15/899) sowohl die gesetzgeberischen Wiederholungstäter als
auch die politisch zunehmend verblödete Allgemeinheit. Zwar handelt es
sich um einen altbekannten, aber immerhin neu numerierten Text.
Die Ministerpräsidenten
der Länder stellten damit parteiübergreifend klar, daß sie
ebenfalls nicht nur die deutschen Kindlein vor frühzeitigen Erfahrungen
mit Sexualität zu bewahren trachten, sondern zudem keine Warmduscher
sind. Dazu schickten sie auf der 74. Justizministerkonferenz im Juni
2003 in Glücksburg ihre Ressortkollegen in die Bütt. Wobei Bundesjustizministerin
Brigitte Zypries (SPD) mit der Forderung scheiterte, durch Verschärfung
des § 138 StGB das Denunzieren Verdächtiger durch Mutmaßende
zu erzwingen: Nach Auffassung der Justizministerinnen und -minister
sind die im Entwurf enthaltenen Regelungen zu strafbewehrten Anzeigepflichten
sowie die in dem Zusammenhang außerdem diskutierten Meldepflichten abzulehnen.
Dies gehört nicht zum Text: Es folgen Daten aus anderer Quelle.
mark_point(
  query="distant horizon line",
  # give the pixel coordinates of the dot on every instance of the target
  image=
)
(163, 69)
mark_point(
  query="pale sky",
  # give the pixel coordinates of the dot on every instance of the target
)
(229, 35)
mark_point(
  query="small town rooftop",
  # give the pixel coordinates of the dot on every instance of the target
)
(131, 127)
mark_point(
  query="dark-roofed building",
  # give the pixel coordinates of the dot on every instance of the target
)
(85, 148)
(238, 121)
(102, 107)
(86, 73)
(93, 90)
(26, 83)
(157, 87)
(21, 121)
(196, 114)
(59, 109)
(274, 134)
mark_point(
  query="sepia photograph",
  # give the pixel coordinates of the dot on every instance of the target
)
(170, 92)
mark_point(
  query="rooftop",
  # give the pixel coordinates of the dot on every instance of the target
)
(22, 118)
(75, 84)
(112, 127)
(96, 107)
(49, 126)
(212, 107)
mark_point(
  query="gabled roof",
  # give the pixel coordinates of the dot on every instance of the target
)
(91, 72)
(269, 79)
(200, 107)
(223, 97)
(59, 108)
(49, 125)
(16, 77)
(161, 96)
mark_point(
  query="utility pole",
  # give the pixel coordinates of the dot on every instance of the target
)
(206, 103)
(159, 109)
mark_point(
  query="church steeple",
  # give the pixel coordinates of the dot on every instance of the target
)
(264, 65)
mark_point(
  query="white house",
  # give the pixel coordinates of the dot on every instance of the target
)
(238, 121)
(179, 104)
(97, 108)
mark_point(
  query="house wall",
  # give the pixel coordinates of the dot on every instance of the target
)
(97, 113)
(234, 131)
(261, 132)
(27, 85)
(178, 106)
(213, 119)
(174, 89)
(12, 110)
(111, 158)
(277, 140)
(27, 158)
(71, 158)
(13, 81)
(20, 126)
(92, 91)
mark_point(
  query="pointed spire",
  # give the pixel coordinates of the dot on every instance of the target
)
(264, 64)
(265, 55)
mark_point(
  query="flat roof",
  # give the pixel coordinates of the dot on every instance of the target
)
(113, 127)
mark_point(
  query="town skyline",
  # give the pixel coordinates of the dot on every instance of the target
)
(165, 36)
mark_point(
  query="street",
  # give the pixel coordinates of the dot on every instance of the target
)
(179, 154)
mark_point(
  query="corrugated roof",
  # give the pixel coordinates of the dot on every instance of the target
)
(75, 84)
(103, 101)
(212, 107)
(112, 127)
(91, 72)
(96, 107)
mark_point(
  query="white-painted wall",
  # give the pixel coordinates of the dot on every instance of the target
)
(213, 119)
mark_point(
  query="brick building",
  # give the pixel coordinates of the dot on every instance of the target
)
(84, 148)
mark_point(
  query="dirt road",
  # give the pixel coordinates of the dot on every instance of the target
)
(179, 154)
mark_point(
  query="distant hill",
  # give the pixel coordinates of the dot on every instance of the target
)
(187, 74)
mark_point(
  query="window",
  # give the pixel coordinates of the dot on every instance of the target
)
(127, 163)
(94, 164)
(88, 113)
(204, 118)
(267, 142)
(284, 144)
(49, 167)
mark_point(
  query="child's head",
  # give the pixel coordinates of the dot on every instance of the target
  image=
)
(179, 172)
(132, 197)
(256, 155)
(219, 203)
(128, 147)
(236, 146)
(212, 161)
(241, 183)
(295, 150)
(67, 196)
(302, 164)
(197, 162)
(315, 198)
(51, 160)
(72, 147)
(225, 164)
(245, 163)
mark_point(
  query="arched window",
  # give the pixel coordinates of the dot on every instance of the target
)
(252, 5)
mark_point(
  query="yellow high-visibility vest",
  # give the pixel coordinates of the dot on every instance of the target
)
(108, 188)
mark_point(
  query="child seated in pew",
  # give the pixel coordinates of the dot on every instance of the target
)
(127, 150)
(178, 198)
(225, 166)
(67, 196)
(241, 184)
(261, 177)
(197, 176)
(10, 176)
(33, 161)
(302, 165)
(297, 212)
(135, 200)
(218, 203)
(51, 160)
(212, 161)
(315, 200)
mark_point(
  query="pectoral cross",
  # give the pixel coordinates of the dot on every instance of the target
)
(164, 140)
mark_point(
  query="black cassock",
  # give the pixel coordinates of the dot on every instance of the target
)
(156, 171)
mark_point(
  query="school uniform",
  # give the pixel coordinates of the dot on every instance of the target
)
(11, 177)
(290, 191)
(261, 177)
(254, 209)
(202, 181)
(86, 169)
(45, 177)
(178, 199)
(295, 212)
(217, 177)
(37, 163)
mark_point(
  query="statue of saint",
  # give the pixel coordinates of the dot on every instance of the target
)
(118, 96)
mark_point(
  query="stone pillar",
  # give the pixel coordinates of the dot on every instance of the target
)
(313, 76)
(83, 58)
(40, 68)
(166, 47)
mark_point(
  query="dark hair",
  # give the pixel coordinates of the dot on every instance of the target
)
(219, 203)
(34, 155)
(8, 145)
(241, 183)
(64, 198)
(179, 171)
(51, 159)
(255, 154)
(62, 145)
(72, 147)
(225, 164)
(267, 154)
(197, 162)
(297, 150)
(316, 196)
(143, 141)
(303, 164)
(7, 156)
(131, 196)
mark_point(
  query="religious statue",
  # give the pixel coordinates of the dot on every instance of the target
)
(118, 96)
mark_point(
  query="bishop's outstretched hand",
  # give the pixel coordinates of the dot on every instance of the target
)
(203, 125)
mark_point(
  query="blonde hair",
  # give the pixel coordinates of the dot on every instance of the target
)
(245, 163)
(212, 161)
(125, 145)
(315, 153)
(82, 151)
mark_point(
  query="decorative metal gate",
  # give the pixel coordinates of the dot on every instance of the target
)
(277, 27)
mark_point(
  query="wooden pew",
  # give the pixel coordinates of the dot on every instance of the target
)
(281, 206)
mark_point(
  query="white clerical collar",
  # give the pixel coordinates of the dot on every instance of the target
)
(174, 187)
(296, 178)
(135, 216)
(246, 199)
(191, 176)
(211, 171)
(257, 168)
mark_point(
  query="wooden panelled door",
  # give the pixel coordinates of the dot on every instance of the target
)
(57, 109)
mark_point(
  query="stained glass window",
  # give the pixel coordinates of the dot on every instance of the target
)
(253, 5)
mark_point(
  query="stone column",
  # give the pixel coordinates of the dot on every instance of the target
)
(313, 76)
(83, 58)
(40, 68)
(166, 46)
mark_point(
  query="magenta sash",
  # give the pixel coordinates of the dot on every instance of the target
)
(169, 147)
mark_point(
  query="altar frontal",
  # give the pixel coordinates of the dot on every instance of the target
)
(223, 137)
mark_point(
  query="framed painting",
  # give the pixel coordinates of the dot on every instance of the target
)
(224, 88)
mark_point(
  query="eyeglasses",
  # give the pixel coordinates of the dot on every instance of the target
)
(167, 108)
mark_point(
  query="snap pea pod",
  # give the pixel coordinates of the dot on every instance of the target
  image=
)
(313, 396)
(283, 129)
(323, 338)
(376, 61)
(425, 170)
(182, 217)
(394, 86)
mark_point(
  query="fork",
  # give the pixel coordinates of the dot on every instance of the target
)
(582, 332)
In sieben weiteren Punkten hingegen hätten es die ländlichen Volljuristen
lieber noch etwas drastischer.
Gern hätte
Gigi hier den einen oder anderen O-Ton aus der Expertenanhörung im Bundestagsrechtsausschuß
vom Februar 2003 wiedergegeben, der sich so in den schriftlichen Stellungnahmen
der Sexprofis vielleicht nicht findet. Aber ein Protokoll liegt
auch ein halbes Jahr danach noch nicht vor. Begründung: keine Zeit, zu
wenig Personal.
Grinsen
Sie nicht zu früh! Am 23. Mai 2003 sandte die zur Anhörung nicht
geladene Deutsche Gesellschaft für Sexualforschung (DGfS) trotzdem eine
kritische Stellungnahme an den Ausschußvorsitzenden, MdB Andreas Schmidt
(CDU). Nur leider ist die in den Unterlagen zur Reform unauffindbar.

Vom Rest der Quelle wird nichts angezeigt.